Dilks found that when he put an eye patch over one eye of a research subject, that person would experience an image distortion similar to that seen in the stroke patient. The subject’s “blind spot” neurons would lose their usual inputs, would start to take their inputs from adjacent neurons instead, and thus would effectively stretch a perceived image into their part of the visual field, turning a simple shape such as a square into an apparent rectangle.

Expecting this distortion to manifest only after some hours, as the neurons adjusted to the deprivation of their usual input stream, Dilks put eye patches on each of 48 volunteers and began perceptual tests to find the earliest point at which the distortion could be detected. “To my surprise, it wasn’t hours—it was seconds,” he says.

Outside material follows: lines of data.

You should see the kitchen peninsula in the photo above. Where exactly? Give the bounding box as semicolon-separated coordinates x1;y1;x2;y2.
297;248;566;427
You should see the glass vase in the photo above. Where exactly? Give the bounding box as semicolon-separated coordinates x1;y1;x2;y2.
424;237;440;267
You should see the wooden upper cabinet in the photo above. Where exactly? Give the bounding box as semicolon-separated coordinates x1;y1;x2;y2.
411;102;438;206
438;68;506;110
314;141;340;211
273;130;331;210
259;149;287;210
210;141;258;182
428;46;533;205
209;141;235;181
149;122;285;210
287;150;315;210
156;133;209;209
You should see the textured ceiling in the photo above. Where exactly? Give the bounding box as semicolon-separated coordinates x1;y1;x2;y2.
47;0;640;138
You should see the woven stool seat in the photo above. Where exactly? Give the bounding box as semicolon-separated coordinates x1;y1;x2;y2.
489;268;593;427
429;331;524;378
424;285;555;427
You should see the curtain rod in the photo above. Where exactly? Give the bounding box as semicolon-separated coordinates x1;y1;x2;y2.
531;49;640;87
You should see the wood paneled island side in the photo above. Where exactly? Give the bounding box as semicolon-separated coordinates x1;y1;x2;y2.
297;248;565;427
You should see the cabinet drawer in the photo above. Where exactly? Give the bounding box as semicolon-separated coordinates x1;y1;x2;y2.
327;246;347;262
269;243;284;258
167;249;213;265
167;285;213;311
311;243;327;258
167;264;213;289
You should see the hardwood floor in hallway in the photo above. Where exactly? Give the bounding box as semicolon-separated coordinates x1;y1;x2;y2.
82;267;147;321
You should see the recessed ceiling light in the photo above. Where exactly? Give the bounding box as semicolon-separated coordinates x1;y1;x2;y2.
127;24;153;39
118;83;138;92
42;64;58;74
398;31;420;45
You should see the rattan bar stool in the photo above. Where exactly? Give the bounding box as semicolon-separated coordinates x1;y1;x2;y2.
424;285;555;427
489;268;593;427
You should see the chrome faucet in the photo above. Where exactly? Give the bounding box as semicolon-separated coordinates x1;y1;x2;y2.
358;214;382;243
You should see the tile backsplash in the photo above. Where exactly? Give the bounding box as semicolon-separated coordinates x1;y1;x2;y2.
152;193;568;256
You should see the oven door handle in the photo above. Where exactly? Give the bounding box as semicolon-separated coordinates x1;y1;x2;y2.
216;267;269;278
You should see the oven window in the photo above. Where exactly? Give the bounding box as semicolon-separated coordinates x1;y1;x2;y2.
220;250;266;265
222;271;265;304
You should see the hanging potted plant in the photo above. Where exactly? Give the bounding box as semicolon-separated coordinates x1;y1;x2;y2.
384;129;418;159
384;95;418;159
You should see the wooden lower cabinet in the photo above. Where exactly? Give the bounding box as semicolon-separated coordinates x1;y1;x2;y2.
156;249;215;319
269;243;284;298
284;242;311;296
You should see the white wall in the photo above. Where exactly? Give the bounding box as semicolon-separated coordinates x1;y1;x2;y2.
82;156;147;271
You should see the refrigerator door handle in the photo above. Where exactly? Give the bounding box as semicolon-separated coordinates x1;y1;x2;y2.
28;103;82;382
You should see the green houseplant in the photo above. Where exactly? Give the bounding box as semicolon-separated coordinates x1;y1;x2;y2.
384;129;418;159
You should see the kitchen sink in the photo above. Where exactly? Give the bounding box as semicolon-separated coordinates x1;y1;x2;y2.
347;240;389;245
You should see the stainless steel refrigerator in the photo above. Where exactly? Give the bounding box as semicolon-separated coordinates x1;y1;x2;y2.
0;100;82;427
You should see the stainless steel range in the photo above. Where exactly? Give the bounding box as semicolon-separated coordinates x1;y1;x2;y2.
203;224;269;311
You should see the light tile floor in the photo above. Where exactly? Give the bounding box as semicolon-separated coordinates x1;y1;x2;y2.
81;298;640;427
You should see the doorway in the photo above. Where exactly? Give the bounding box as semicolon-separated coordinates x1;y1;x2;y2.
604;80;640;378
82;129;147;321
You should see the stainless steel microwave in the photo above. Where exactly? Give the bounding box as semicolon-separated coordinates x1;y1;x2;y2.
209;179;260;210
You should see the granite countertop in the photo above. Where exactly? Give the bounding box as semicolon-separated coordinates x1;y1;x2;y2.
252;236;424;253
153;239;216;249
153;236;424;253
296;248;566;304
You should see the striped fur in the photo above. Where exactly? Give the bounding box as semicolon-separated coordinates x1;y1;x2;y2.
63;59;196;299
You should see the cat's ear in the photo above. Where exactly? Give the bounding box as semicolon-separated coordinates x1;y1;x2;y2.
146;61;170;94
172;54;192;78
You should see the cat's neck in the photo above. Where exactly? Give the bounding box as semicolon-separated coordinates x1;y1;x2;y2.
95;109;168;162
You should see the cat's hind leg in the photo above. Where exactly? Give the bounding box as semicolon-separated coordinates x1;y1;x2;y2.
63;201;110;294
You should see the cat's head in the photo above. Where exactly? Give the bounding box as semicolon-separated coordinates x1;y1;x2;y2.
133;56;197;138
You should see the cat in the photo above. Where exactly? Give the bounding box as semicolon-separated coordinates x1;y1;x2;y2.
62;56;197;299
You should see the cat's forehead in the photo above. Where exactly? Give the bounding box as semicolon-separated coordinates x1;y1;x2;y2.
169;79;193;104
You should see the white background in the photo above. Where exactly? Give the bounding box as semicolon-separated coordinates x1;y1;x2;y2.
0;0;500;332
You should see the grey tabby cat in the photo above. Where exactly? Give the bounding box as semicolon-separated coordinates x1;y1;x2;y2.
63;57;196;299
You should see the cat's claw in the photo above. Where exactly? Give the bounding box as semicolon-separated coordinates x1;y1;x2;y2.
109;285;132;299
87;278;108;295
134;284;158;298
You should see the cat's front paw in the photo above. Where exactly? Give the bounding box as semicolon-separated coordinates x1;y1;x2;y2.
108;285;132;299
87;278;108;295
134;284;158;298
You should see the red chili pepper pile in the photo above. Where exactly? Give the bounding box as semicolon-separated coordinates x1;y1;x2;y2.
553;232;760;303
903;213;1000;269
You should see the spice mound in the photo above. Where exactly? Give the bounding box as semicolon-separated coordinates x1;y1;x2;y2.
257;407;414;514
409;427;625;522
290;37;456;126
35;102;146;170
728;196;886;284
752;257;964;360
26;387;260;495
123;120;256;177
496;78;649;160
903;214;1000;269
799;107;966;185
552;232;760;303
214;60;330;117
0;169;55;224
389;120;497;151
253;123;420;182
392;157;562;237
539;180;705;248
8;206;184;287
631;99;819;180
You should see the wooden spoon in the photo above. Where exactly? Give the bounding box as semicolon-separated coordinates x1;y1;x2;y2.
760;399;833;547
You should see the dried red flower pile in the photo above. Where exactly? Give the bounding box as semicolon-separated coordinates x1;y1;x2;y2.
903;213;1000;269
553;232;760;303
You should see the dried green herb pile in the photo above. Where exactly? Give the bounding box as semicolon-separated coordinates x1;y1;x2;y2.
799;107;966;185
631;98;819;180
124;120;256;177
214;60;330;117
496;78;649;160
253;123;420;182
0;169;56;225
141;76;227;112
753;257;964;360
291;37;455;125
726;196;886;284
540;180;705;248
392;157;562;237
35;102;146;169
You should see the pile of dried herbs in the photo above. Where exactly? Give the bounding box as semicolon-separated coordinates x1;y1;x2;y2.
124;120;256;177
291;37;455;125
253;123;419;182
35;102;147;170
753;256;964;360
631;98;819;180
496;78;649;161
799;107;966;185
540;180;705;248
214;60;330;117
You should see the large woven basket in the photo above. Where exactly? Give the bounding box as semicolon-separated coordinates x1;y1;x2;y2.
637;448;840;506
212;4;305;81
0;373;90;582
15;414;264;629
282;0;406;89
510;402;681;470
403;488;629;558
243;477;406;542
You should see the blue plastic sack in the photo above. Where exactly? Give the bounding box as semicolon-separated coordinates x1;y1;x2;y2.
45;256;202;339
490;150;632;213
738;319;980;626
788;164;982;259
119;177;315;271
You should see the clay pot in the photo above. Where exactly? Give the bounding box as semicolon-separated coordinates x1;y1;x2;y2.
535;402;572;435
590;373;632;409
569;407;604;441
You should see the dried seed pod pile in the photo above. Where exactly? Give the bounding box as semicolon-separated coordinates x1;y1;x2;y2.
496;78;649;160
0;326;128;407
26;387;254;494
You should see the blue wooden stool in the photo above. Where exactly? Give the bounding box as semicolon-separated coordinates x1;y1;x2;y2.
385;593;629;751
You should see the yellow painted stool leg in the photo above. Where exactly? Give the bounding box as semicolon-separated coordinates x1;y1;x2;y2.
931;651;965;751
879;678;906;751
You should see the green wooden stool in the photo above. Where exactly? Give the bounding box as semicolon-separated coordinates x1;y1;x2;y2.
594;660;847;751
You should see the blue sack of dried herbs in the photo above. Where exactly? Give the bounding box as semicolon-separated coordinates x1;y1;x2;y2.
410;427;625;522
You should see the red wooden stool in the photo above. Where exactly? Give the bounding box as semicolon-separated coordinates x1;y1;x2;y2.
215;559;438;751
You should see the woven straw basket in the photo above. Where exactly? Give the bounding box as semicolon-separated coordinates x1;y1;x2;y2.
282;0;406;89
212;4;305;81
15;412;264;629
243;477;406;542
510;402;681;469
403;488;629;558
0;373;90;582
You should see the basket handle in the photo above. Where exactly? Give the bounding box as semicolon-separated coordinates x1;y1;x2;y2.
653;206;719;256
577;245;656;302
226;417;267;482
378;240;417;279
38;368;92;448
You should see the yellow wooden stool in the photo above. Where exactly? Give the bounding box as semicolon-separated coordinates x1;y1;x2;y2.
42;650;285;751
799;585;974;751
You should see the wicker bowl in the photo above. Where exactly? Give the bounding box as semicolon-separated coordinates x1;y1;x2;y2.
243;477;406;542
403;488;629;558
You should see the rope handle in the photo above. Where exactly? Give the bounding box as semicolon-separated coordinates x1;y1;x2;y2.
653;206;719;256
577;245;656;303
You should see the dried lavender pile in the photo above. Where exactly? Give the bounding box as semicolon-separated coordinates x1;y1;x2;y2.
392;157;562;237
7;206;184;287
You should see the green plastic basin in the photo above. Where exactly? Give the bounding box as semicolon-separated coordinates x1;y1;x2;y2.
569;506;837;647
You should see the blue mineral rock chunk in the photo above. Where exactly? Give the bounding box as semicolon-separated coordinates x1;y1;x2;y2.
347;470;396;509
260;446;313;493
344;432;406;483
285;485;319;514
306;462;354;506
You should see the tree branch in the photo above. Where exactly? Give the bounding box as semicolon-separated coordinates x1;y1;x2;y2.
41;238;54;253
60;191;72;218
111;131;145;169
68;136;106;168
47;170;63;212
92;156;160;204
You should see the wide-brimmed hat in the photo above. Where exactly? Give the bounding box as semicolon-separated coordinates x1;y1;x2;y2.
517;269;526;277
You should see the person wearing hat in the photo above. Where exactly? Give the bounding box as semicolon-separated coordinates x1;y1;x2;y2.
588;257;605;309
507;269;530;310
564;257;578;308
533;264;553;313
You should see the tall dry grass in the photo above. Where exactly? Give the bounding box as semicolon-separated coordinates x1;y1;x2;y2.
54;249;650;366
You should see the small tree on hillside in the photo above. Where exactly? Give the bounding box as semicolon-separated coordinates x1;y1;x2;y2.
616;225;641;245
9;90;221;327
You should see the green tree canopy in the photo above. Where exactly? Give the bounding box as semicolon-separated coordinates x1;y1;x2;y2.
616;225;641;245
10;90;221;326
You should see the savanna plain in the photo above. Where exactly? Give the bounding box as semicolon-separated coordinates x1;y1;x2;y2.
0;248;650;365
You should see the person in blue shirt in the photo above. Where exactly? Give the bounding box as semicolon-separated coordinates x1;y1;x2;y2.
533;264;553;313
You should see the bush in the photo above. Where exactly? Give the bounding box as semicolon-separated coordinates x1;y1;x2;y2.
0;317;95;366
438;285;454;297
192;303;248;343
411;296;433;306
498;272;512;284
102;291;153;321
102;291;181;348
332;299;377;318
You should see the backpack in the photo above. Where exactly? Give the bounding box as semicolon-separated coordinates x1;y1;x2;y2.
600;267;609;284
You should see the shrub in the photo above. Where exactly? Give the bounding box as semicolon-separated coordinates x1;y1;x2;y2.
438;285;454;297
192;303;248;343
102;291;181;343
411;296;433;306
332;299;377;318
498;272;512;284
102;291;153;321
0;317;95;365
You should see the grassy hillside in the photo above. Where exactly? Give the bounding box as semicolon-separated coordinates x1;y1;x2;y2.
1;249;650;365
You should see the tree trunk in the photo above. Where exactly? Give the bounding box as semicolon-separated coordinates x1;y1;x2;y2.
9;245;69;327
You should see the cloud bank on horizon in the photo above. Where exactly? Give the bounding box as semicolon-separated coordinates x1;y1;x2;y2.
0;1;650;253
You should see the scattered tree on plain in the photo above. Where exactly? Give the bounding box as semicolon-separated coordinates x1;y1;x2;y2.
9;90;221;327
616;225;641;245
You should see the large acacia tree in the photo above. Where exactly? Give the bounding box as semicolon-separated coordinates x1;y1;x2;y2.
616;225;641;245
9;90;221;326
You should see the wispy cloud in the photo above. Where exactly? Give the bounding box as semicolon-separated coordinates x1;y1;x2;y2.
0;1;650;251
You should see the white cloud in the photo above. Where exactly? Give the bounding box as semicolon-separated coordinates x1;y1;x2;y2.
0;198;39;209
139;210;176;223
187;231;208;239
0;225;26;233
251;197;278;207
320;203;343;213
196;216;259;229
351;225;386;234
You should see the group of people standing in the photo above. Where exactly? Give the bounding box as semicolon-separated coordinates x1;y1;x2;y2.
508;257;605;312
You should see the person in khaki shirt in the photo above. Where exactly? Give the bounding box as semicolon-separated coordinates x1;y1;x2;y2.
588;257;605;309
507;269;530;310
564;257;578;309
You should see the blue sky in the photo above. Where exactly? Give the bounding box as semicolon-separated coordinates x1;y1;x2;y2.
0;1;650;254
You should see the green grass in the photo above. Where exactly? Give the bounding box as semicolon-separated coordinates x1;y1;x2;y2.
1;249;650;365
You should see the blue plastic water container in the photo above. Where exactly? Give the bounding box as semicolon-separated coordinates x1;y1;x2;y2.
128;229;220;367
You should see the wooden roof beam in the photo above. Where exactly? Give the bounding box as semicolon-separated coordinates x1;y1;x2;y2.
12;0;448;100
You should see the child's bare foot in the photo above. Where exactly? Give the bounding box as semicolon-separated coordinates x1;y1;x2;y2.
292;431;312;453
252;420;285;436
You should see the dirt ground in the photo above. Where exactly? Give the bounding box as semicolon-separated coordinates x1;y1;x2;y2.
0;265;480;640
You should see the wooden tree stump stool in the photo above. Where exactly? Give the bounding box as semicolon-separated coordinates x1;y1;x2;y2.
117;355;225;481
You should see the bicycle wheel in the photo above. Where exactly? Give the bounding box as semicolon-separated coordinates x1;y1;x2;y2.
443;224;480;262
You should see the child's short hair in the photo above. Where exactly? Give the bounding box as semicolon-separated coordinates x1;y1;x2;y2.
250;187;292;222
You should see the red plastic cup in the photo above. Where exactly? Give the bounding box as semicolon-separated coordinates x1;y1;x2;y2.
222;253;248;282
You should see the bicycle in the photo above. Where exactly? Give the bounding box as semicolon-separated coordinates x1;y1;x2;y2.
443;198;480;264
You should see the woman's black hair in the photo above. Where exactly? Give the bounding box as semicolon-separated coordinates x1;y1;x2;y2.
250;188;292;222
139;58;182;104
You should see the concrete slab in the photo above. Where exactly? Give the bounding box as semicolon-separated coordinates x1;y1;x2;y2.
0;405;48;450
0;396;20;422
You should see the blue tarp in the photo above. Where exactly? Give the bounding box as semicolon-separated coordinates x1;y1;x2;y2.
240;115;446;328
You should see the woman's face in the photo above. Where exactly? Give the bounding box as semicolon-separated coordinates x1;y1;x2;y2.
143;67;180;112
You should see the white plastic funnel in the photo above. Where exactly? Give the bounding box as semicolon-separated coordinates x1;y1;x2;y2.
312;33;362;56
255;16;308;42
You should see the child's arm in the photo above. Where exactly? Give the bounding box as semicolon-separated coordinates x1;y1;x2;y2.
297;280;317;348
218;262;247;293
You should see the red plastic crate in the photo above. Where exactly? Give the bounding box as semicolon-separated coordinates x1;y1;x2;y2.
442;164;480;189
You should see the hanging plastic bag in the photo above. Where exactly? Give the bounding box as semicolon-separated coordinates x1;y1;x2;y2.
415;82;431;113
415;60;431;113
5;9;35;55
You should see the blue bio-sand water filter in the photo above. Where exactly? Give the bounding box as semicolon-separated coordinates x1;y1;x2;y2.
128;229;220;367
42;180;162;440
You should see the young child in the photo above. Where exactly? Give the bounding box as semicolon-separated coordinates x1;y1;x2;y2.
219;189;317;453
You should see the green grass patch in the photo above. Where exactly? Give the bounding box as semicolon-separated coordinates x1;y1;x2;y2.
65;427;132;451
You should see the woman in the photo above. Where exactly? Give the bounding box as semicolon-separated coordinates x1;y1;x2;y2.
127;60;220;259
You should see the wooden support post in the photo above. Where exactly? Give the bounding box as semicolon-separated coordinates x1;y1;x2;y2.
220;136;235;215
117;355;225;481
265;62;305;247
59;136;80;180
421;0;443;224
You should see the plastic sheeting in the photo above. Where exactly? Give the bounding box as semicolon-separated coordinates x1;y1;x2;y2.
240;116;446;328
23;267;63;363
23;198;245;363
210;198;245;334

Too quick to be nerve growth

Such a rapid adjustment suggests that the blind field neurons were not relying on the extension of new connections to their neighbors, which would have required weeks of nerve growth. Instead they were strengthening pre-existing connections as needed on an almost instantaneous basis. “So at least part of this adult cortical change involves the changing of connections,” Dilks says.

Mark Huebener, who researches cortical plasticity at the Max Planck Institute of Neurobiology outside Munich, suggests that the fast adaptation seen in the Dilks study could represent “the unmasking of already present inputs, which were otherwise inhibited.”

Dilks plans to study the phenomenon further with functional magnetic resonance imaging, or fMRI, and he is working on an fMRI system with fine enough resolution to distinguish, for example, activity in the ordinary blind-spot portion of the primary visual cortex from activity in adjacent regions. So far the imaging isn’t sensitive enough to separate the two groups of neurons, he says. “But I’m not willing to give that [fMRI] up.”

Dilks also plans to do a follow-up study in children, to see whether the strength of their visual distortion in the blind-spot test is greater than that measured in adults—as one might expect from the theory that younger brains are more plastic. “Am I uncovering something that is left over from development,” he asks, “or is this something about the adult cortex?”